Why Passive Fund Management Outperforms Active Fund Management
In my most recent post, I made a broad ten-thousand-foot-level argument as to why making frequent changes to an investment portfolio – whether in reaction to or in anticipation of what the stock market/economy might do – is destructive behavior.
Active vs. Passive Management
One of the main choices you must make as an investor is deciding the manner in which you want your portfolio to be managed: actively or passively. In active management, a mutual fund manager attempts to predict what will happen next and which stocks/bonds are going to win, so to speak. This is called active management because it involves constantly selling and buying stocks/bonds and changing things up in an attempt to “beat” the market. Personally, I don’t support this form of investing because in order for it to work, you’d need a fund manager who could actually precisely predict what the markets will do in the future. Common sense tells me that’s impossible. But let’s just leave it at that for the moment.
The alternative is passive management which, in contrast, understands that since the market’s movements are random and unpredictable, the most effective thing to do is to invest in an entire asset class/index and leave the investments alone. The goal of this approach is to capture/duplicate the market’s returns, not attempt to beat it, as in the case of actively managed funds.

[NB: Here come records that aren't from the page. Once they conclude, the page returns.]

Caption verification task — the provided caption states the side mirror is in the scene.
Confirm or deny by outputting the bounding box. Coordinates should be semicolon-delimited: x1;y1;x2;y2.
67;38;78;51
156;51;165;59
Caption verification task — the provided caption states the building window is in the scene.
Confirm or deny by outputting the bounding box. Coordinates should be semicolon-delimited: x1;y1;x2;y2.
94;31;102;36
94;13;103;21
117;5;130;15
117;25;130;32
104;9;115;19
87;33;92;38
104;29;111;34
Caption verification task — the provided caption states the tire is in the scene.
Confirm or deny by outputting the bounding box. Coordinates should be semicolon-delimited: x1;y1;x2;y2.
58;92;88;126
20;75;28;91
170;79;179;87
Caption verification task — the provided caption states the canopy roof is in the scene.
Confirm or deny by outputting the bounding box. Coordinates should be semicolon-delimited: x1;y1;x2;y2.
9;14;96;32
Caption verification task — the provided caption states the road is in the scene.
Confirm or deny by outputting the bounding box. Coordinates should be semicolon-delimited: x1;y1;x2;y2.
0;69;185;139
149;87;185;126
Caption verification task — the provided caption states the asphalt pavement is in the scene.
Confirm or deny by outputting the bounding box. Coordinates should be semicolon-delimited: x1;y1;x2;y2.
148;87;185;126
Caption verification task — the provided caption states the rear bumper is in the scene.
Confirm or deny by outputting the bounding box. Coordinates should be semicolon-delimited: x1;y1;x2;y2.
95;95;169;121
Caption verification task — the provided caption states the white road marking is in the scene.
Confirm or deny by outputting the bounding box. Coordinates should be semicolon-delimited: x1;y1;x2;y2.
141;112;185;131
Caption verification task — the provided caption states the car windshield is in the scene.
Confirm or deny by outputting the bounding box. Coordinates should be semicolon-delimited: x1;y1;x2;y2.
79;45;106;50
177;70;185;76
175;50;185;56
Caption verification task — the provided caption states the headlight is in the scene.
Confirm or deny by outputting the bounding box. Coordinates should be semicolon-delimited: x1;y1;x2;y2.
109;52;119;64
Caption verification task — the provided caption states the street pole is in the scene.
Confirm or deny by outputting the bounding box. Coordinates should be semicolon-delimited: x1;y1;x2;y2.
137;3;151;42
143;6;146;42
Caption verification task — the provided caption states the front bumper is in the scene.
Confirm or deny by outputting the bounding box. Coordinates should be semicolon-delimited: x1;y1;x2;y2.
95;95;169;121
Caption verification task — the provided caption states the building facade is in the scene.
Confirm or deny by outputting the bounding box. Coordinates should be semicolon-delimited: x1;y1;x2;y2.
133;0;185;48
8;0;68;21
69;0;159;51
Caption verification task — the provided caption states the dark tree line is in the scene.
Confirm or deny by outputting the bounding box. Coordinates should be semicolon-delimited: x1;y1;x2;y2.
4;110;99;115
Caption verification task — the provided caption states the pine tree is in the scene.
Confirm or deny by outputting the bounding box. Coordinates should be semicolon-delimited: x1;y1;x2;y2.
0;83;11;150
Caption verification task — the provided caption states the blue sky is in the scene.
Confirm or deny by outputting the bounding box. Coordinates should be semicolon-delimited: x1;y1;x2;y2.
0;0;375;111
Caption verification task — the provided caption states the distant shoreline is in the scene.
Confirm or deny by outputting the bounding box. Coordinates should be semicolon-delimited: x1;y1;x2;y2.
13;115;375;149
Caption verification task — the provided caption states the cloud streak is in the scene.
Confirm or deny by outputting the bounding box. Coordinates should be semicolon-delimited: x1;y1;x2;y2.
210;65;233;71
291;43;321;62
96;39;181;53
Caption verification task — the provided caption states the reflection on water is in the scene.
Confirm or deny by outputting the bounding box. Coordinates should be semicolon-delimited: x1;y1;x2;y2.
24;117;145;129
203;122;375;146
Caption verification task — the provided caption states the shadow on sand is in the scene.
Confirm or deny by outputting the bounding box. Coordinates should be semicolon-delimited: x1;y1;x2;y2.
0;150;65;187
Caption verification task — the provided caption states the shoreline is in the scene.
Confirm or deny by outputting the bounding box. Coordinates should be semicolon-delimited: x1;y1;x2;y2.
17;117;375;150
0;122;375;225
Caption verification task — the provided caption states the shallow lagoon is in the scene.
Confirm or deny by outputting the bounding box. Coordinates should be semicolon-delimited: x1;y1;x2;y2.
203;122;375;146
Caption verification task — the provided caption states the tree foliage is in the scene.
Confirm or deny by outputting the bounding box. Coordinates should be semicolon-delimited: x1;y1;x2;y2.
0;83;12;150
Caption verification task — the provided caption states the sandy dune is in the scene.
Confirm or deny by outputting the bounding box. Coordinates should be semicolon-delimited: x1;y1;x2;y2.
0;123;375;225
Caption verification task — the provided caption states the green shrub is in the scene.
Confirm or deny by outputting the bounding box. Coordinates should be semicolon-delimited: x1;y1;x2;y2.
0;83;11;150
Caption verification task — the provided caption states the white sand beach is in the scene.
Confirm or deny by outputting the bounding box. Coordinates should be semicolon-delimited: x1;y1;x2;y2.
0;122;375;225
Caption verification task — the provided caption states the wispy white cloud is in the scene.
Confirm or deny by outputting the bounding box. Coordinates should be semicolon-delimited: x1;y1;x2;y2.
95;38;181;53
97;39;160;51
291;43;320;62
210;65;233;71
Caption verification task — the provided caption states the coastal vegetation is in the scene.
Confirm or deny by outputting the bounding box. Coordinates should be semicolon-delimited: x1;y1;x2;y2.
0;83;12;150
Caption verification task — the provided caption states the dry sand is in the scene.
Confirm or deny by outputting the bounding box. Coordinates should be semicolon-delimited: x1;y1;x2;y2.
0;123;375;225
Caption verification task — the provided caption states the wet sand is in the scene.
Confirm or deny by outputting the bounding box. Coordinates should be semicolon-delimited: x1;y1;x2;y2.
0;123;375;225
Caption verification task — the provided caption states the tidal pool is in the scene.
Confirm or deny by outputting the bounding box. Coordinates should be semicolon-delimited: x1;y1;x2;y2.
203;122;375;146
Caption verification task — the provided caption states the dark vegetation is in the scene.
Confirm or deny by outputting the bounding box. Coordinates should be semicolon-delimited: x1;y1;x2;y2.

Now let’s get back to the argument at stake. Is constantly trying to make changes to a portfolio based on day-to-day events (active management) really destructive for your investments?
The
independent investment research firm Morningstar publishes a report called
Active/Passive Barometer, which
gives us a glimpse of how these two opposite approaches at managing investments
hold up against each other. Here is a quote from the report’s executive
summary:
…The report finds that actively managed funds have generally underperformed their passive counterparts, especially over longer time horizons, and experienced high mortality rates (that is, many are merged or closed)…Now here’s my humble opinion: Attempting to actively manage investments hasn’t worked so far, which should not be surprising at all. Human beings cannot predict the day-by-day movements of a completely random and unpredictable market. As the report found, not only are these active funds failing miserably, but they also have “high mortality rates” – they have such bad results that they end up closing.